I spent a week or so in Tuscany a few years back, traveling for school, and tried some of the local fare; Pappardelle al cinghiale (Wild Boar Ragu pasta, which I had to try a couple of times because it was soooooo good), Panzanella (Bread Salad, see J’s version – I love it more than the Italian made I had), and healthy doses of the digestivo Limoncino (the Northern Italian version of Limoncello) and Pappa al pomodoro.
Though, to be honest, I wasn’t as thrilled with the Pappa al pomodoro as I thought I was supposed to be. Everywhere is apparently slightly different (as family styles and recipes are malleable) so I shouldn’t have given up but the opportunity did not really offer itself again. I returned, slightly sad that such a signature dish left me wanting. I think what disappointed me was likely the restaurant’s lack of time taken for this dish – though it doesn’t take a lot of time, time is still the essence of the tomato flavor (this is just a guess, the tomato soup tasted a little watery and the tomatoes unripe or uncooked a bit, but it was a desparate last minute attempt at a less than exciting establishment to make sure I had some while in Tuscany).
My best advice is to use a bit of roasted tomato to kick up the tomato flavor and make sure to simmer whatever kind of tomato you use with as little water as possible until they break down a bit, concentrating all that goodness. In the late Summer when heirloom tomatotes are gorgeous and aplenty, we buy as many as we can (every week) and use some fresh, and roast the rest sliced thick on sheet trays with Garlic/Herbs like Thyme, Marjoram, Rosemary, or Oregano/Sea Salt & fresh ground tricolored Pepper/Olive Oil until they carmelize, let cool, then throw into freezer bags for just this sort of thing – adds tomato punch to any dish – soups and stews, pasta dishes, dips, etc.

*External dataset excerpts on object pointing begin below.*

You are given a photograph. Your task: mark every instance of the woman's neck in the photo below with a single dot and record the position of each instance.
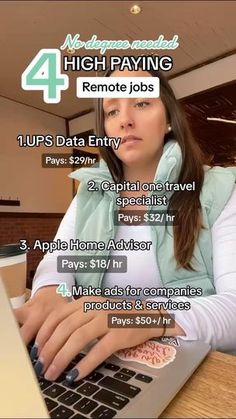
(144, 172)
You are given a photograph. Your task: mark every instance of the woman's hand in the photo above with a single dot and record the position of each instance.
(34, 312)
(68, 329)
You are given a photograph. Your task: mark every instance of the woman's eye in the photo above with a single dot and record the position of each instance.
(111, 113)
(142, 104)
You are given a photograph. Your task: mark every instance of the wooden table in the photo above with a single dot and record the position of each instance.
(209, 393)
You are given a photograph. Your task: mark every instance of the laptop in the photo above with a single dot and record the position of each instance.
(137, 383)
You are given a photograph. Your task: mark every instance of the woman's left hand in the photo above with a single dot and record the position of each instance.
(68, 329)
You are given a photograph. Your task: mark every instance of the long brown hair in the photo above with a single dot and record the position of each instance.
(186, 203)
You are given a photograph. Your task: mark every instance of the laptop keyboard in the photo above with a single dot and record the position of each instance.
(102, 394)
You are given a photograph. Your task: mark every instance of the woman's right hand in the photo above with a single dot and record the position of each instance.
(34, 312)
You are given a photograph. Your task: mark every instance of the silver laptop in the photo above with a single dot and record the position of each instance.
(120, 388)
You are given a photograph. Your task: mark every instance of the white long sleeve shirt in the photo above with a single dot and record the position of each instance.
(211, 319)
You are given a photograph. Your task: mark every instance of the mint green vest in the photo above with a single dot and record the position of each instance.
(95, 211)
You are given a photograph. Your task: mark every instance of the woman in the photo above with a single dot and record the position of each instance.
(199, 252)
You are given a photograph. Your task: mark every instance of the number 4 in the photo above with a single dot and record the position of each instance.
(44, 73)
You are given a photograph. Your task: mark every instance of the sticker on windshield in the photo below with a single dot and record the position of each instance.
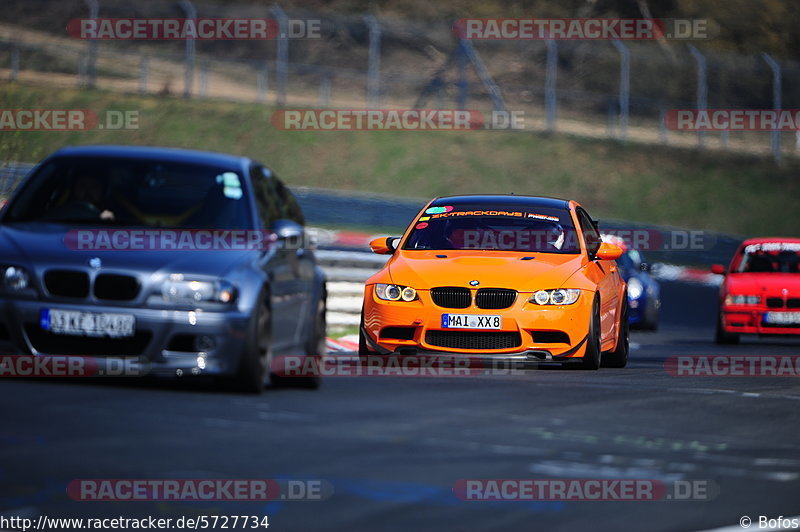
(543, 217)
(457, 214)
(439, 210)
(767, 247)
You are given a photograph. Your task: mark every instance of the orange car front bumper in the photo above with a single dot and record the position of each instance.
(541, 332)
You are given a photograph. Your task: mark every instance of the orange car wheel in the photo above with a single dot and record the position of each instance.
(591, 359)
(618, 358)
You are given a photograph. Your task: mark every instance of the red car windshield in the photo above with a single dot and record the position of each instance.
(769, 257)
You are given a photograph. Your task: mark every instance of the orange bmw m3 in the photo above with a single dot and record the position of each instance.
(512, 278)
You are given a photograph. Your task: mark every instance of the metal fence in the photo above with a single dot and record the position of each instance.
(608, 89)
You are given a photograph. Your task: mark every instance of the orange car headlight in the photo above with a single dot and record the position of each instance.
(563, 296)
(394, 292)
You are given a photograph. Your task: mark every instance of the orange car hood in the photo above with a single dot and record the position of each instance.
(497, 269)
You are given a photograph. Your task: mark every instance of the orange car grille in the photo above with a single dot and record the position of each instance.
(451, 297)
(495, 298)
(485, 298)
(473, 339)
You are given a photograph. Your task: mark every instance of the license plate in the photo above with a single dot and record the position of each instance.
(782, 318)
(97, 324)
(471, 321)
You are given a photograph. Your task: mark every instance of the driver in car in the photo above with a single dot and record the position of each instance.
(89, 189)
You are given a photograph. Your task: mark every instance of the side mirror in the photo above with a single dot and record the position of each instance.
(608, 252)
(719, 269)
(383, 245)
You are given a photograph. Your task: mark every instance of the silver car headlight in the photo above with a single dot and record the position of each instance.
(15, 279)
(562, 296)
(177, 289)
(635, 288)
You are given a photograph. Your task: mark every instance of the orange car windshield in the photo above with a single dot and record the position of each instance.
(493, 228)
(770, 257)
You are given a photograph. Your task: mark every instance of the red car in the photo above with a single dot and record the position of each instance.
(761, 291)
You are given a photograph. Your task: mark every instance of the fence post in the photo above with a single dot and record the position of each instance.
(14, 62)
(188, 79)
(144, 73)
(91, 71)
(550, 84)
(262, 84)
(373, 62)
(776, 103)
(324, 90)
(282, 60)
(662, 126)
(463, 85)
(702, 88)
(204, 79)
(624, 87)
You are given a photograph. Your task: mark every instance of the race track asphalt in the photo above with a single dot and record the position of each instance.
(391, 449)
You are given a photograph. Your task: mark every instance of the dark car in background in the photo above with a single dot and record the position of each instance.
(644, 292)
(184, 262)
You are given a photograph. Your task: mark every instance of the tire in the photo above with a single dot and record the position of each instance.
(363, 350)
(591, 360)
(651, 319)
(722, 337)
(618, 358)
(254, 368)
(315, 348)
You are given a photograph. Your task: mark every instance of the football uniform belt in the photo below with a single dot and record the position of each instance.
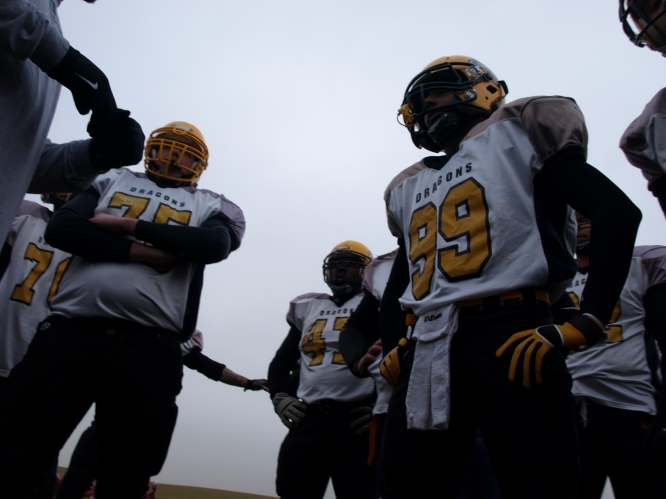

I’ve also made this with a squeeze of anchovy and lemon (I think whoever came up with smashed anchovies in a tube is a genius! but you can also just smash one or two of your own) and Winter herb oil (dried herbs like Thyme, Rosemary, or Sage simmered in oil, strained then use the oil in the soup). I would not judge you if you added chunks of oil simmered Red and Green Bell Pepper and/or Onion, as well, or a healthy dose of Red Wine or a splash of Red Wine Vinegar near the end and a handful of Parm/Reg cheese. Instead of adding water, you can also up the nutrition by using Stock of any kind, too. Can also be served with a sexy cheese and cured olives (Josh really likes the wrinkly Black olives but mixed olives work great, too – or any of your favorites).
Pappa al Pomodoro (Tomato Bread Soup)
- 3 Large cloves of Garlic, peeled and smashed with the flat of the knife
- 1 lb fresh Tomatoes, (roasted in oven for 15-20 min at 350 w/ Sea Salt/Pepper/drizzle of Olive Oil, if using Summer frozen – chop roughly and treat the same), or a 24 oz can of Diced Fire-Roasted Tomatoes
- 24 oz of Water or Stock
- 1/2 cup of Olive Oil
- 24 oz can of Crushed Tomatoes (with Basil – sure!)
- Bunch of fresh Basil, torn a bit to let the oils out, hold back a few leaves for the end
- About a pound of good quality stale Bread cut or torn into big bite sized pieces(half of our classic Panem Domus is a great match here- if not stale ‘enough’, cut or tear into chunks and bake or toast a bit to dry out)
The beauty of this soup is the marrying of flavors.
* To start this, I recommend a Tablespoon of the Olive Oil in a Soup/Saucepan over Medium heat. Add smashed Garlic cloves and bring to a slow sizzle (do not let them brown but move around until fragrant).
* Then add can of Fire-Roasted Tomatoes, if using (if not, hold off on the fresh or frozen fresh Roasted -or fresh frozen-Tomatoes, and move to next Step). Let cook in saucepan until thickly bubbly, stirring occasionally so as not to stick to bottom of pot (about 5 minutes).
* Add Crushed Tomatoes (if not using can Fire-Roasted, treat as above, letting cook in Olive Oil with Garlic for 5 minutes) and 24 oz of chosen broth liquid (I just refill the can), and let simmer for 10-15 minutes.
* Season with Sea Salt & freshly ground Black Pepper.
* Add Bread chunks and torn Basil and let simmer another 5-10 minutes until preferred consistency (if I need to loosen it a bit, as I like it, this is the time I use a little Red Wine or Red Wine Vinegar, cooking after adding just a minute or two to reduce the alcohol/sharpness and bring to temperature)
* Remove from heat and divide into serving bowls – adding a Tablespoon of Olive Oil to each bowl, and sprinkling with Flaky Sea Salt/freshly ground Black Pepper to taste, and the remaining torn Basil.